CHINA – Chinese pork imports are set to remain heavy for the years to come, thanks to the high cost of domestic production, and the fact that official hog herd figures may be significantly overstated, US officials said.
A report from the US Department of Agriculture saw a number of barriers to expansion of the Chinese hog sector, the world’s biggest, which will keep domestic prices high, and imports brisk.
“China-US comparisons show that hog producers in China face higher feed and labor costs than US producers,” the USDA said.
“With rising production costs, constraints on land use, and stricter environmental regulations in China, the country is likely to remain a large importer of pork.”
“China has become a leading importer of pork as its hog production costs have grown,” the USDA said.
The USDA sees Chinese pork imports more than doubling year-on-year in 2016, to 2.40m tonnes.
This is up from just 53,000 tonnes ten years ago, when Chinese pork prices started to diverge from US prices.
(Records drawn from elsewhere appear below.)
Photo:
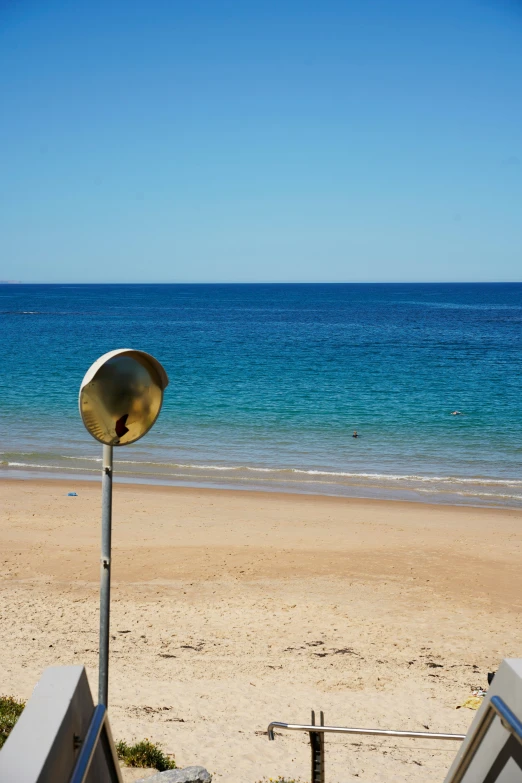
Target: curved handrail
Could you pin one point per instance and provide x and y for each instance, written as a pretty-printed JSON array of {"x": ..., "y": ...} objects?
[{"x": 372, "y": 732}]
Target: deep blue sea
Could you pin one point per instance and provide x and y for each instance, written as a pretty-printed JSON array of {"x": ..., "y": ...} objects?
[{"x": 268, "y": 383}]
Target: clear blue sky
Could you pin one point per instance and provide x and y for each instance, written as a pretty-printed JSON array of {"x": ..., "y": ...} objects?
[{"x": 272, "y": 141}]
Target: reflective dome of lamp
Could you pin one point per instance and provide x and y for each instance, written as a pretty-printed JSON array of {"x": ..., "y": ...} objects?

Imports are currently seen easing only slightly, to 2.30m tonnes, in 2017, still the second-highest level on record by a huge margin.
China’s domestic pork prices are being pushed up by rising production costs for the country’s hog industry.
“China’s emergence as a pork importer reflects growing resource scarcity as the nature of hog production there undergoes dramatic change,” the USDA said.
The twentieth-century boom in Chinese pork production was driven by small and backyard producers, taking advantage of a huge pool of rural labor.
But this rural labor supply is shrinking, due to increased urbanization and falling birth rates, forcing a rationalization for the industry.
“China’s hog industry is now in an era of rapid consolidation similar to that experienced by the United States during the 20th century,” the USDA said.
“While wages are also much lower in China than in the United States, the withdrawal of labor from hog farming and consolidation of farms in China is likely to continue.”
The consolidation of the industry is also lifting feed costs, as grains, oilseed meals, and commercial feed costs replace traditional low-cost fodders.
And given the high price of grains and oilseeds in China, feed costs are well above those in other producing countries.
Although the government is allowing the supported corn price to fall, the USDA said feed costs for Chinese hog farmers would remain above those paid by overseas competitors.
Constraints on land use are also restricting the expansion of the hog industry.
The USDA also noted ideas that Chinese pork production figures could significantly overstate the scale of domestic pork production, due to exaggeration by local officials.
Some analysts have concluded that pork production figures overstated the scale of pork production by some 25% between 2004 and 2010.
“While China’s hog production is almost certainly much larger than that of the United States or any other country, [production] could be significantly overstated,” the USDA said.